Less-discussed are the songs made in the aftermath of the 1974 revolution that toppled Emperor Hailu Selassie I. The acclaimed and highly sought-after LP by Hailu Mergia and the Walias, Tche Belew, an album of instrumentals released in 1977, is perhaps the most seminal of these recordings. The story of the Walias band is a critical chapter in Ethiopian popular music, taking place during a period of music industry flux and political complexity in the country.
Hailu Mergia, a keyboardist and arranger diligently working the nightclub scene in Addis Ababa, formed the Walias in the early 1970’s with a core group of musical colleagues assembled from the remnants of prior working bands attached to the Zula and Venus clubs. One of the first “private” bands, the Walias got a steady gig at the prestigious Hilton Addis Ababa and remained independent from the government-supported bands of the time as well as from the clubs who employed bands.
While the oppressive and often brutal, Socialism-inspired Derg government (1974-1987) had a firm grip on Ethiopians following the revolution, Walias organized their own contracts and eschewed government patronage. Unlike the celebrated bands of the run-up to Selassie’s removal—the Police Orchestra, Imperial Bodyguard Band, National Theater Band, Ethiopian Army Band, Hager Fikir Theater Band, City Hall Theatre Folkloric Group and so on—the Wailas developed fame on their own terms and maintained control of their instruments and performances. They played the blues-, funk- and soul-informed tunes Mergia was writing and arranging, while cutting 45rpm recordings released by Kaifa Records with popular vocalists, including Getachew Kassa and Alemayehu Borobor.
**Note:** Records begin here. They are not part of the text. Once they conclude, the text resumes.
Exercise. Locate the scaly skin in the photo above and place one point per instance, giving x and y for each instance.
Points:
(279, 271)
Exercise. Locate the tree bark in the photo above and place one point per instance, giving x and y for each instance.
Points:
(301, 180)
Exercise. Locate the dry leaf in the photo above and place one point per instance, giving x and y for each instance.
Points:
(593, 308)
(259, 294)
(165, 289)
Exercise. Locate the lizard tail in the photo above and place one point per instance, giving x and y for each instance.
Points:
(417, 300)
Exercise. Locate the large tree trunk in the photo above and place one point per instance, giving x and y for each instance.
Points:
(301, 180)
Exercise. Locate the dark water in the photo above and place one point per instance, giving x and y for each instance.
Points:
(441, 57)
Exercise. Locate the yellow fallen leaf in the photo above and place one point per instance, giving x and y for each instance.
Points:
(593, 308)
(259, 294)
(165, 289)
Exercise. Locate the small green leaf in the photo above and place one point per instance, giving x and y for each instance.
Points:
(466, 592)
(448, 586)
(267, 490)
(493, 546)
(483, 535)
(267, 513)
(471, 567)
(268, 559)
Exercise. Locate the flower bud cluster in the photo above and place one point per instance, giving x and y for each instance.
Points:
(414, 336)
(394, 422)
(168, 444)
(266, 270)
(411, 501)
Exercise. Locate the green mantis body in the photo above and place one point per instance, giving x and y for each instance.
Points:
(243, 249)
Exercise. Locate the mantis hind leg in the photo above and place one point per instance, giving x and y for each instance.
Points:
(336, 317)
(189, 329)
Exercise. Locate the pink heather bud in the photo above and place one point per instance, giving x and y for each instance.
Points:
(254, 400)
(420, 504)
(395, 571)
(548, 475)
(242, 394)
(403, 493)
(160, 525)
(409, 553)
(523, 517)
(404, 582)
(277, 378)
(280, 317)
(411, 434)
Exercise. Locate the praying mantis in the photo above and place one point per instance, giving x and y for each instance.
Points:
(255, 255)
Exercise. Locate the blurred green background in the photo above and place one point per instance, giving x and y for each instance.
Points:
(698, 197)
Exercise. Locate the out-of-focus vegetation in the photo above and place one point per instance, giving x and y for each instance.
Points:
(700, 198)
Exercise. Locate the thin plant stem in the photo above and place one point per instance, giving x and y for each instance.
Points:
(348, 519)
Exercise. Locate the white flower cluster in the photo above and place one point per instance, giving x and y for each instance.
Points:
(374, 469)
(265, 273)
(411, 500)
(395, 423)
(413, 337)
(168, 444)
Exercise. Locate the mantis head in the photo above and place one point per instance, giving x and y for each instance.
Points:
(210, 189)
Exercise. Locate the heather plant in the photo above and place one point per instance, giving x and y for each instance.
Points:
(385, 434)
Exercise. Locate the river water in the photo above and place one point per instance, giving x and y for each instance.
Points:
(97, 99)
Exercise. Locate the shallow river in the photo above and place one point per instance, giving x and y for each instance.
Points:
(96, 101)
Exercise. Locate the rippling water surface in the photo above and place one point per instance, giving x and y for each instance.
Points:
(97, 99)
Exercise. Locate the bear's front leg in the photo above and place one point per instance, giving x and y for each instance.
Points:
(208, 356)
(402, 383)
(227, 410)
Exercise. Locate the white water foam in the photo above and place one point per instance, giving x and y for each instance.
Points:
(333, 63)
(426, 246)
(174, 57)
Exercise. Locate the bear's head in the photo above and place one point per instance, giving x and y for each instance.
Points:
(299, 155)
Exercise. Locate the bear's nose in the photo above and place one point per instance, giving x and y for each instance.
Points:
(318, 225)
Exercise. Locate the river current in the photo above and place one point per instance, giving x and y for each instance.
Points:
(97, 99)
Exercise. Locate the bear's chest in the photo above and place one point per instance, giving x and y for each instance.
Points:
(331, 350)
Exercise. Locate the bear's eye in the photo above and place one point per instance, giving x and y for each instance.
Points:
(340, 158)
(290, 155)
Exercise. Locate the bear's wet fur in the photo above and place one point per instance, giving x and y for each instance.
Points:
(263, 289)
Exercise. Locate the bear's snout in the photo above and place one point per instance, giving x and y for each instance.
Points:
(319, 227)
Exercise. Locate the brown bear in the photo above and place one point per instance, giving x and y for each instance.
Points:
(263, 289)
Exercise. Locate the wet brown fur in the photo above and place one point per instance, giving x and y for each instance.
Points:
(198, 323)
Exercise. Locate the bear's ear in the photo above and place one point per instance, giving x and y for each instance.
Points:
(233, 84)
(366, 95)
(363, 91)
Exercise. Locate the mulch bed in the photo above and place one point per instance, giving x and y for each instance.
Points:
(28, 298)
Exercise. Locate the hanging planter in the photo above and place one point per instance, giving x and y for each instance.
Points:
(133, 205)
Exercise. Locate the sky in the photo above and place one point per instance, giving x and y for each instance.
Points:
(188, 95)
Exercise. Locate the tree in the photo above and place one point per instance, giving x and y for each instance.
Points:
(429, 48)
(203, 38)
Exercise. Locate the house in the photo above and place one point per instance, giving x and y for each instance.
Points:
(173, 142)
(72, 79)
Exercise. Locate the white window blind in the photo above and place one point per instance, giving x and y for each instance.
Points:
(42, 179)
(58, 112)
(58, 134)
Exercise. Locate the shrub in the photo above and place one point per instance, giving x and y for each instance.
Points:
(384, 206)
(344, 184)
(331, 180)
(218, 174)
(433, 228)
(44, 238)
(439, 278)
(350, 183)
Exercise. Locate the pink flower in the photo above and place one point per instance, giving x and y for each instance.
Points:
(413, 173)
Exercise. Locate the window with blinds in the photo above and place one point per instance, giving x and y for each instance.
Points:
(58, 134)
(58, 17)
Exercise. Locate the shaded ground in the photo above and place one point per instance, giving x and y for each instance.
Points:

After several singles, Mergia decided to do something different: record a full-length album. The band—which at the time featured Moges Habte (saxophone and flute), Mahmmud Aman (guitar), Yohannes Tekola (trumpet), Melake Gabrie (bass guitar), Girma Beyene (piano), Temare Haregu (drums), Abebe Kassa (alto saxophone) and special guest Mulatu Astatke (vibes)—entered Radio Voice of the Gospel studios to record their first long-player. The director of the station knew Mergia personally and connected the band with a sound engineer there. (Incidentally, the Lutheran-owned station was taken over shortly thereafter by the Derg government and used for propaganda purposes.)
Influenced in large part by Jimmy Smith, Mergia and the Walias merged the popular international sounds available in Ethiopia at the time with the traditional tunes that formed the foundation of most musicians’ repertoires. But for this LP, instead of playing the role of backing band, Mergia wanted four of his bandmates to contribute arrangements, so that the album would capture a spectrum of sounds with the instruments and groove positioned out front.
Recording in one large room, the band spent two days laying down the songs, completing several of them in single takes. It was the most professional technical set-up they had used thus far, with modern studio facilities and quality instruments (Mergia was using Farfisa and Godwin organs at the time). Being that this record was predominantly instrumental—extremely rare among Ethiopian LPs—it’s notable that Tche Belew features a backing chorus. Interjecting brief phrases on a few songs, the trio of accomplished vocalists Aster Aweke, Getachew Kassa, and Tegest Abate are the only voices heard on the recording. In the aftermath of the LP’s release, the public’s response was strong and the LP and cassettes sold better than expected.
While the band never travelled outside Addis Ababa, they performed at top hotels and played the presidential palace twice. The Walias’ relationship with the Derg regime was complex though, evidenced by the removal of one song from the record by government censors because it included mention of the previous government. The regime’s broad policy of violence and censorship—including a period called the Red Terror that featured genocide-level disappearances of students, activists and villagers and the indiscriminate imprisonment of journalists—ultimately resulted in half the band staying in the United States following their first tour outside Ethiopia in the early 1980s. Today the musicians remain scattered between Addis Ababa and Washington D.C.
Decades later, Hailu Mergia was surprised to see the album fetching more than $4,000 at online auctions. The Walias had recorded the most famous and wide-reaching of all Ethiopian tunes from that era, “Musicawi Silt,” which was composed by the band's pianist Girma Beyene. Covered by bands from all over the world, “Musicawi Silt” and the rest of this long-awaited reissue have lived on among record collectors and older Ethiopians to this day. Now everyone has the chance to listen again—or for the first time—to this timeless pillar of Ethiopian popular music.